Muhammadiyah: Usut Dugaan BUMN Pasok Senjata ke Junta Militer Myanmar
jpnn.com, JAKARTA - Muhammadiyah mendesak Komnas HAM menginvestigasi dugaan junta militer Myanmar mendapat pasokan senjata dari salah satu BUMN Indonesia.
Muhammadiyah mengingatkan bahwa militer Myanmar telah melakukan kejahatan kemanusiaan yang seharusnya direspons tegas oleh pemerintah RI dan komunitas internasional.
"Respons tersebut merupakan bagian dari kewajiban dan tanggung jawab universal untuk menegakkan nilai-nilai kemanusiaan," kata Ketua PP Muhammadiyah Busyro Muqoddas, di Jakarta.
Sebelumnya, Koalisi Masyarakat Sipil yang terdiri dari antara lain Perhimpunan Bantuan Hukum Indonesia (PBHI), Imparsial, Lembaga Studi dan Advokasi HAM (Elsam), Yayasan LBH Indonesia (YLBHI), Centra Initiative, dan Amnesty International Indonesia juga meminta pemerintah, dalam hal ini Presiden, Menteri Pertahanan, Menteri BUMN untuk tidak lepas dari tanggung jawab atas persoalan pasokan senjata dan krisis kemanusiaan di Myanmar.
Sementara itu, pada Senin, 2 Oktober 2023, mantan Jaksa Agung Marzuki Darusman bersama Myanmar Accountability Project dan Chin Za Uk Ling (Pegiat HAM) melaporkan ke Komnas HAM terkait dugaan penjualan ilegal senapan serbu, pistol, amunisi, kendaraan tempur dan peralatan militer lainnya kepada Junta Militer Myanmar di bawah Jenderal Min Aung Hlain, selama terjadinya pembantaian etnis Rohingya di Myanmar.
Berdasarkan laporan Marzuki dkk, dugaan pasokan senjata itu berbalut kerja sama di bawah MoU, misalnya, oleh PT. Pindad melalui perusahaan broker senjata yang berbasis di Myanmar, True North Co. Ltd., yang dimiliki oleh Htoo Shein Oo yang adalah putra kandung dari Menteri Perencanaan dan Keuangan Junta Militer Myanmar, Win Shein.
Marzuki dkk merujuk pada data perusahaan perantara senjara True North, Co.
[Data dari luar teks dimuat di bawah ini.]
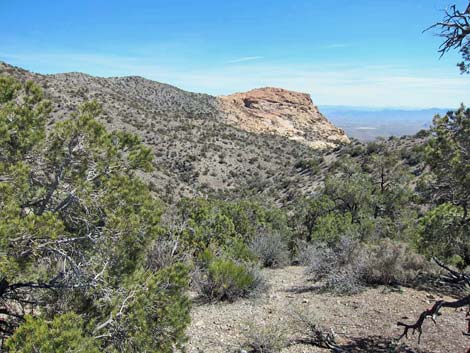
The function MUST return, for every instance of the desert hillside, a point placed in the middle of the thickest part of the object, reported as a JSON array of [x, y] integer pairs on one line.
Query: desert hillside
[[244, 143], [284, 113]]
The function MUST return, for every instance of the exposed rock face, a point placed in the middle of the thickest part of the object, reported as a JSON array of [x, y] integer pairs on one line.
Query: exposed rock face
[[282, 112], [200, 147]]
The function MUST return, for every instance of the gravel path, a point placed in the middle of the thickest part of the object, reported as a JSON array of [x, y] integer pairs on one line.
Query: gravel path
[[365, 322]]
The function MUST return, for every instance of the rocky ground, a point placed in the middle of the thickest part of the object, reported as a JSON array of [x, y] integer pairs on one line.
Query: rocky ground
[[364, 322]]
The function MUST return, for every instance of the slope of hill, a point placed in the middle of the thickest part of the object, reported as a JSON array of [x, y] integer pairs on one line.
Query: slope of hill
[[282, 112], [200, 147]]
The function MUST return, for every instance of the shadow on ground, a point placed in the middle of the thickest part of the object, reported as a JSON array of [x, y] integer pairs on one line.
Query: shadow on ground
[[377, 344]]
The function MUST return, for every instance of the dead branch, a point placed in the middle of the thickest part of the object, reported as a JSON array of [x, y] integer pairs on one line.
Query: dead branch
[[454, 277], [431, 313]]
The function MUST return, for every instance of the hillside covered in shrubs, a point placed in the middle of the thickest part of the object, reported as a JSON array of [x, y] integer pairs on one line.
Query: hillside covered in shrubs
[[94, 260]]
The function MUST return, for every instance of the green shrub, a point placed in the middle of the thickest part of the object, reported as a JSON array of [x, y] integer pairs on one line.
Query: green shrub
[[271, 250], [226, 280], [445, 235], [64, 334], [350, 265]]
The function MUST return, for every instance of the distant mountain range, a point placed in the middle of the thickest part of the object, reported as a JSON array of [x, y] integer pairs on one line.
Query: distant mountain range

Ltd., bahwa tiga perusahaan BUMN Indonesia yakni PT. Pindad, PT. PAL dan PT Dirgantara Indonesia, terus mentransfer amunisi setelah percobaan kudeta Pemerintah Myanmar.
Direktur Eksekutif Imparsial Gufron Mabruri menilai secara langsung maupun tidak langsung pemerintah Indonesia berkontribusi terhadap terjadinya pelanggaran HAM berat di Myanmar, termasuk dugaan genosida terhadap etnis Rohingya.